Evaluate the sum of the infinite series $1+\cos x + \cos^2 x + \cos ^3 x ...$ for $0<x<\pi$

Question

Evaluate the sum of the infinite series $1+\cos x + \cos^2 x + \cos ^3 x ...$ for $0<x<\pi$

So am I correct in thinking that $$1+\cos x + \cos^2 x + \cos ^3 x ...=\sum ^\infty _{n=0} \cos^n x$$ which is just a geometric series with common ratio $\cos x$ and first term 1. So the sum of the series should be $$\sum ^\infty _{n=0} \cos^n x =\frac{1}{1-\cos x}$$ However, the answer to the question is $\frac1 2 \csc^2(\frac x 2)$. Is my method not correct or do I need to apply some identities, if so how do I get it into this form? any help would be great.

Answer 1

What you did is fine.
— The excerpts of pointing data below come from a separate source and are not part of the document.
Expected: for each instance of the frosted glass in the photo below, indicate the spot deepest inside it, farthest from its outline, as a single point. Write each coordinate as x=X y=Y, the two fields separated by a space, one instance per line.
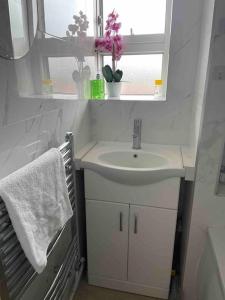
x=140 y=73
x=143 y=16
x=59 y=14
x=19 y=25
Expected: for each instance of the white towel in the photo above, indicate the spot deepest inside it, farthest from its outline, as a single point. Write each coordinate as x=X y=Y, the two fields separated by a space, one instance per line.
x=37 y=201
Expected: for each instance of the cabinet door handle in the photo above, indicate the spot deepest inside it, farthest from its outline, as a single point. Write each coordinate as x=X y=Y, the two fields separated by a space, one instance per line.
x=135 y=224
x=121 y=221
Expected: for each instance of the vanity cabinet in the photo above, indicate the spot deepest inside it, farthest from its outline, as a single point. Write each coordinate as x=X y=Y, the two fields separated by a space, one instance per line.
x=130 y=244
x=107 y=230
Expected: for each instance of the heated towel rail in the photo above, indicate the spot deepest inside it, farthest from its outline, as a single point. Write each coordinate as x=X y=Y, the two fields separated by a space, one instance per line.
x=16 y=273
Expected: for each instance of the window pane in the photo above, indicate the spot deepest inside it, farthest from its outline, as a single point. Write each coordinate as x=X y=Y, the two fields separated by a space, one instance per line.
x=61 y=70
x=59 y=14
x=143 y=16
x=139 y=73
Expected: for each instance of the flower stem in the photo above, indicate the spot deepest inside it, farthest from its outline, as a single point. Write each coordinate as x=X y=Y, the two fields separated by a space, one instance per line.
x=113 y=59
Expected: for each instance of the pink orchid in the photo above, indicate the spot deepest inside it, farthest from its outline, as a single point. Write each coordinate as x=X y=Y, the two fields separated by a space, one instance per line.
x=112 y=41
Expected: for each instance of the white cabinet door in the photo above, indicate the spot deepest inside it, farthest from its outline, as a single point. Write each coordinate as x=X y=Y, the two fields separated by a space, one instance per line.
x=107 y=239
x=151 y=241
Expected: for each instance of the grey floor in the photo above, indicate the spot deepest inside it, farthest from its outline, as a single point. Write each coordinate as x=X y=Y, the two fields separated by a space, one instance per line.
x=88 y=292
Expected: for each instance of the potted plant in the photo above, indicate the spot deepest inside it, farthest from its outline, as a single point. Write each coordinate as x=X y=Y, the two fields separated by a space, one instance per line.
x=111 y=42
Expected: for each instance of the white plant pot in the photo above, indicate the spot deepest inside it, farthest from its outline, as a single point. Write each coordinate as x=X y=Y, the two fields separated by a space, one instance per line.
x=114 y=89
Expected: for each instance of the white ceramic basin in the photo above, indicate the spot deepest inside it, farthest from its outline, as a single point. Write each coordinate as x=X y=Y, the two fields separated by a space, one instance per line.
x=133 y=159
x=120 y=163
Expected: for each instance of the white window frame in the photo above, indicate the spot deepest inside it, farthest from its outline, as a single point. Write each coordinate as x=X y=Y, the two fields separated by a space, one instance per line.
x=146 y=43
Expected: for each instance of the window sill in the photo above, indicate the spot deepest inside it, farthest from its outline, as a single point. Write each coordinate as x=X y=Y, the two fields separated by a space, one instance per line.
x=133 y=98
x=74 y=97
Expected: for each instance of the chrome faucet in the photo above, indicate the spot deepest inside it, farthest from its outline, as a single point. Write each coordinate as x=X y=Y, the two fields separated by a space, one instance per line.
x=137 y=134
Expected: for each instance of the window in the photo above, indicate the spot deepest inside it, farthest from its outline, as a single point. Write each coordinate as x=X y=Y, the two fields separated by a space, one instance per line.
x=140 y=72
x=146 y=31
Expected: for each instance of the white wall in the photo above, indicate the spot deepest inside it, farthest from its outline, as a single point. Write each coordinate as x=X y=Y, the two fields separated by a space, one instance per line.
x=208 y=208
x=163 y=122
x=29 y=125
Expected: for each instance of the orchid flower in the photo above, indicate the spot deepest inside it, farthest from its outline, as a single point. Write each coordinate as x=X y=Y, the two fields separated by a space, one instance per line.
x=112 y=40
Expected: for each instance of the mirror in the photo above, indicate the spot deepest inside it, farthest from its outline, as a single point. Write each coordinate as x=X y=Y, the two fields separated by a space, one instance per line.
x=18 y=26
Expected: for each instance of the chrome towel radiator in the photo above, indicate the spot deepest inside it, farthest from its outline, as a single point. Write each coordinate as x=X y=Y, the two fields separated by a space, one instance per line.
x=17 y=274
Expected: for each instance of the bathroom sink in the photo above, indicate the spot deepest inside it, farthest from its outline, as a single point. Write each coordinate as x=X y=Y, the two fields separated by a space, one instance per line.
x=120 y=163
x=133 y=159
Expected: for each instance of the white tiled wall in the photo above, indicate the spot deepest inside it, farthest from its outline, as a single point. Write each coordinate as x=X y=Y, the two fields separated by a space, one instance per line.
x=29 y=126
x=208 y=208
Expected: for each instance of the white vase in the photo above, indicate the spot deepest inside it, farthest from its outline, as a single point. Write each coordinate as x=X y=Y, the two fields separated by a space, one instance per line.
x=114 y=89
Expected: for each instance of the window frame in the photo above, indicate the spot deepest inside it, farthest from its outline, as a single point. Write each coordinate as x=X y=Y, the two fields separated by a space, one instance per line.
x=142 y=43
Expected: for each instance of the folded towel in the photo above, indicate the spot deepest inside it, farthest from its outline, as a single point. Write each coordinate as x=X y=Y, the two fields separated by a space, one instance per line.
x=37 y=201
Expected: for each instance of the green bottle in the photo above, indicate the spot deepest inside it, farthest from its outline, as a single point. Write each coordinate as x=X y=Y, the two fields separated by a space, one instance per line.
x=98 y=88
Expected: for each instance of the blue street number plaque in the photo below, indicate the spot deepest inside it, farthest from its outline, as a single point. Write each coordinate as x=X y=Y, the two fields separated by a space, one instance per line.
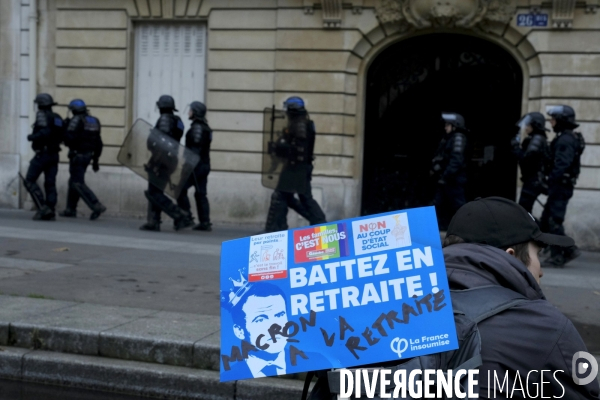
x=532 y=20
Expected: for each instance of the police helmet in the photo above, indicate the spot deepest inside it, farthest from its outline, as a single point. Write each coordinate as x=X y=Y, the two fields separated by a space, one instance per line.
x=77 y=106
x=535 y=119
x=44 y=100
x=293 y=103
x=456 y=120
x=198 y=109
x=562 y=113
x=166 y=101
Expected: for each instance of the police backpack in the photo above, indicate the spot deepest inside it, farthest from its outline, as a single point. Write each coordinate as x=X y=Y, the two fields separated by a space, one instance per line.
x=470 y=306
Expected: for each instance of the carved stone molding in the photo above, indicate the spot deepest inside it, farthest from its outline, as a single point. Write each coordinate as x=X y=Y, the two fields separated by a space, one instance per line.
x=445 y=13
x=563 y=12
x=332 y=13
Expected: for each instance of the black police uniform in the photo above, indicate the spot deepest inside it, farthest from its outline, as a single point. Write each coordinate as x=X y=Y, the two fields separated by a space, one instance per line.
x=198 y=139
x=565 y=154
x=45 y=141
x=296 y=174
x=85 y=146
x=450 y=165
x=171 y=125
x=533 y=155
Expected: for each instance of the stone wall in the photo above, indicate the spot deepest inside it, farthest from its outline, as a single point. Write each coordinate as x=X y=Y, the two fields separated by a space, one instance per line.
x=262 y=51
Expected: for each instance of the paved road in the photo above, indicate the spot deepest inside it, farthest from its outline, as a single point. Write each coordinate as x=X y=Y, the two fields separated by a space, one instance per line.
x=111 y=262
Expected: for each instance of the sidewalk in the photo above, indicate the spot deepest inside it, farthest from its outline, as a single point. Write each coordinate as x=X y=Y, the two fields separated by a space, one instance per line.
x=103 y=305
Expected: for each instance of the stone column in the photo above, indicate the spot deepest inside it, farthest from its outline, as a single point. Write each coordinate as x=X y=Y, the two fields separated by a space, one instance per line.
x=10 y=17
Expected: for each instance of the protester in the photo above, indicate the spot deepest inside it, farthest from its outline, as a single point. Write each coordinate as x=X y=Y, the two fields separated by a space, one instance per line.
x=495 y=242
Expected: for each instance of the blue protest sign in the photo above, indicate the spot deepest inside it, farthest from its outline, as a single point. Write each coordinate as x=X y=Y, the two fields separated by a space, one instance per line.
x=336 y=295
x=532 y=20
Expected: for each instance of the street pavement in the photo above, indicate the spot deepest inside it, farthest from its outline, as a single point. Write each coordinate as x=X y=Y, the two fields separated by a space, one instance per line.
x=109 y=262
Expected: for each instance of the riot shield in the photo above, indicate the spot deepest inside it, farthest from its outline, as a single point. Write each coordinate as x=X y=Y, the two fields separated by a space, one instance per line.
x=274 y=124
x=34 y=192
x=157 y=157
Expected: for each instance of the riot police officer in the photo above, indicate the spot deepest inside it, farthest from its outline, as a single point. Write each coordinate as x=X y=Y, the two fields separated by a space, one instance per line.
x=171 y=125
x=198 y=139
x=450 y=170
x=297 y=146
x=565 y=154
x=82 y=136
x=45 y=141
x=533 y=156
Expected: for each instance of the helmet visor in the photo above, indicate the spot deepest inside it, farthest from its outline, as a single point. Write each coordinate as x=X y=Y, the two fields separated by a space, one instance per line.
x=555 y=110
x=449 y=118
x=524 y=123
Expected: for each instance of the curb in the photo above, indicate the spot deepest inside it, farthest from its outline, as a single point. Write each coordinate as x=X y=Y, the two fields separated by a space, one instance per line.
x=176 y=339
x=136 y=378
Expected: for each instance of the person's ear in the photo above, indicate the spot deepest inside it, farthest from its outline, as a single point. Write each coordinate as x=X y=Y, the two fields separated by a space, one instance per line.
x=238 y=332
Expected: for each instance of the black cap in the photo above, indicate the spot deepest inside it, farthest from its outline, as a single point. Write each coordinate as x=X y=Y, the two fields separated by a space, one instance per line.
x=500 y=223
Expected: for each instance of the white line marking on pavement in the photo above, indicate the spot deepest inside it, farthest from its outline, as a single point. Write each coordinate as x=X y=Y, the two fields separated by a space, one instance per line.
x=27 y=265
x=124 y=242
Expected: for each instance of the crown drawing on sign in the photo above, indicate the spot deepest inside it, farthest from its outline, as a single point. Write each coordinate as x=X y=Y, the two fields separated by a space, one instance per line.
x=237 y=290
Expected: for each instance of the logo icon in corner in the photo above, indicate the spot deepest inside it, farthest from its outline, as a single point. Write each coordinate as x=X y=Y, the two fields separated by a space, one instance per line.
x=580 y=367
x=399 y=346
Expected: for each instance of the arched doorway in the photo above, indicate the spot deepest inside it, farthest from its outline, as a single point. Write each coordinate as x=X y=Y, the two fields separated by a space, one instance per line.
x=408 y=86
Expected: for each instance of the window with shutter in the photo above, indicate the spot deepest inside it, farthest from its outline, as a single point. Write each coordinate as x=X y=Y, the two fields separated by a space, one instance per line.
x=169 y=59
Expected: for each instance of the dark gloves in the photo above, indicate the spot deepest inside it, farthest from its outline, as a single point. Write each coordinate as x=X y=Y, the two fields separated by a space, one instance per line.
x=515 y=142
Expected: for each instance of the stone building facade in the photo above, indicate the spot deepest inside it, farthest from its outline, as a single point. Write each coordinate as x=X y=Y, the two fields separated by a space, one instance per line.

And then you use the fact that\begin{align}1-\cos(x)&=1-\left(\cos^2\left(\frac x2\right)-\sin^2\left(\frac x2\right)\right)\\&=2\sin^2\left(\frac x2\right).\end{align}

Answer 2

Please note how $1-cos(x) = \frac{1}{2} sin^2(\frac{x}{2})$ and $\frac{1}{1-cos(x)} = \frac{1}{2sin^2(\frac{x}{2})}=\frac{csc^2(\frac{x}{2})}{2}$.